December 09, 2009|By Broderick Turner

The signs indicate that things have begun to click for Lakers reserve guard Jordan Farmar.

In recent games Farmar has resisted the temptation to go right back and score on his opposing point guard who attacked him, as he has done for his career, to the dismay of the Lakers' coaching staff.

Instead, Farmar has pulled back and set up the offense. He has settled the Lakers' second team down and looked to be a facilitator. There also has been improvement in his defense.

"I'm just more at peace, really, with my job and my role right now at this stage of my career," Farmar, 23, said recently. "In the future things may change. I may get more of an opportunity, but I'm here to try and help this team win a championship."

For the season, Farmar is playing 17.7 minutes and averaging 6.8 points on 40.8% shooting. In his last five games, he is averaging 19.4 minutes and 10.8 points on 56.7% shooting.

"He's playing better on the offensive end and on the defensive end," assistant coach Brian Shaw said. "I think a lot of it is just a direct result of putting more effort into it. I'd still like to see him pick up the opposing team's point guards a little bit more consistently [on defense]."

There were moments earlier this season when Farmar wasn't getting the minutes, when he sat for long stretches. Against Oklahoma City, he played eight minutes.

But lately Farmar, a four-year veteran, has changed his approach. "That's my job, to direct traffic, to run the offense," he said.

Farmar is in the final year of a contract that pays him $1.9 million. He was disillusioned when the Lakers didn't offer him a contract extension before the season, meaning he'll be a restricted free agent this summer.

"I think Jordan got kind of a second wind this season - even though it's early - in realizing he's got to be aggressive out there and he's got to do things that exhibit his skills," Coach Phil Jackson said.

Lakers' practice lively

Shannon Brown stood at the free-throw line with seven seconds left during a scrimmage Tuesday, his second team holding one-point lead over Kobe Bryant's first team. Before Brown shot his free throw, Bryant pointed to blood on Brown's forearm.
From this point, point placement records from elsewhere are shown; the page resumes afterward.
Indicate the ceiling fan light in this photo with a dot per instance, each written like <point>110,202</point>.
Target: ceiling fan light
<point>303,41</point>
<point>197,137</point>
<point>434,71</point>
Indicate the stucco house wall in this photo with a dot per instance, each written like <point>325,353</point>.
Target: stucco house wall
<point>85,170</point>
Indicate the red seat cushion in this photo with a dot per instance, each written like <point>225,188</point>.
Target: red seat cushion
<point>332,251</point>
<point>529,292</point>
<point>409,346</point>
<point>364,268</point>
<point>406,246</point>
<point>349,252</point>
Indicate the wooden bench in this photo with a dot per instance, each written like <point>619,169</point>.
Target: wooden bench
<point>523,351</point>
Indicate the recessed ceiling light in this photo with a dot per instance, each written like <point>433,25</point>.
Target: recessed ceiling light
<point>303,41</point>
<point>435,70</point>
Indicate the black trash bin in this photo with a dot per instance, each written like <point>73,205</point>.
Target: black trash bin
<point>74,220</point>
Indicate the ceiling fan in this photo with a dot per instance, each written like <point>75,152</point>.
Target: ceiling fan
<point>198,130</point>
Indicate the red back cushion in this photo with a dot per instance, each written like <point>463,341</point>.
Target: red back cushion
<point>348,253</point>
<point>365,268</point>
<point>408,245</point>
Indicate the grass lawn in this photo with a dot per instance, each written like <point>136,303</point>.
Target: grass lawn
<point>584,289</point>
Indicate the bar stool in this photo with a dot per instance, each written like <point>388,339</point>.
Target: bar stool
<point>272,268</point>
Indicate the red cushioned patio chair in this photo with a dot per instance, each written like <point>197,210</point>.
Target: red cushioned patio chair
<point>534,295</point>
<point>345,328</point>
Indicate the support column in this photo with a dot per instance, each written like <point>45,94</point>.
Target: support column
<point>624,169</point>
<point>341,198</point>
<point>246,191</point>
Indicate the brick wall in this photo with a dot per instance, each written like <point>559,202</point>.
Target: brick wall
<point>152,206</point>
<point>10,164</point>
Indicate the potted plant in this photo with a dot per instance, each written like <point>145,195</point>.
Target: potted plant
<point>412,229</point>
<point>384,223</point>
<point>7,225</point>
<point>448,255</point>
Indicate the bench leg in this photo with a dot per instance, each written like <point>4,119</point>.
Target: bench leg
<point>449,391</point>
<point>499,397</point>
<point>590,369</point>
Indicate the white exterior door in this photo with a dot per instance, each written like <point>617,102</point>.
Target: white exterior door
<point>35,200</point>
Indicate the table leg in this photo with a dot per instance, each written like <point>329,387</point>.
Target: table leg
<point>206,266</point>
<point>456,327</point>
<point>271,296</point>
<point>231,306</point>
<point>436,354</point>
Brown wiped it away, but it was Bryant's way of trying to freeze Brown.

It worked. Brown missed the free throws, leaving the game still in doubt.

The first team of Bryant, Farmar, Derek Fisher, Pau Gasol and Andrew Bynum called a timeout and huddled up next to Jackson.

Bryant got the ball, squared up and drilled a jumper over Sasha Vujacic, giving the first team a 45-44 victory.

"The second team was talking a lot of trash," Bryant said. "They had a 13-point lead with four minutes to go and somehow found a way to lose it. Good."

Walton gets the mike

Lakers radio color commentator Mychal Thompson will miss two games because his mother, Marriett, 87, died in his native Bahamas. Thompson will be at tonight's game against the Jazz at Staples Center, but will miss Friday night's game here against Minnesota and Saturday night's game in Utah to attend funeral services in the Bahamas.

Thompson will be replaced by injured forward Luke Walton, who has been out with a back injury. Thompson expects to be back for the Lakers game in Chicago Tuesday.

Also, Lakers television commentator Stu Lantz will miss six games from Dec. 11-20 because his wife, Linda, is having surgery. "Hot" Rod Hundley, who retired after 35 seasons as the voice of the Jazz, will replace Lantz.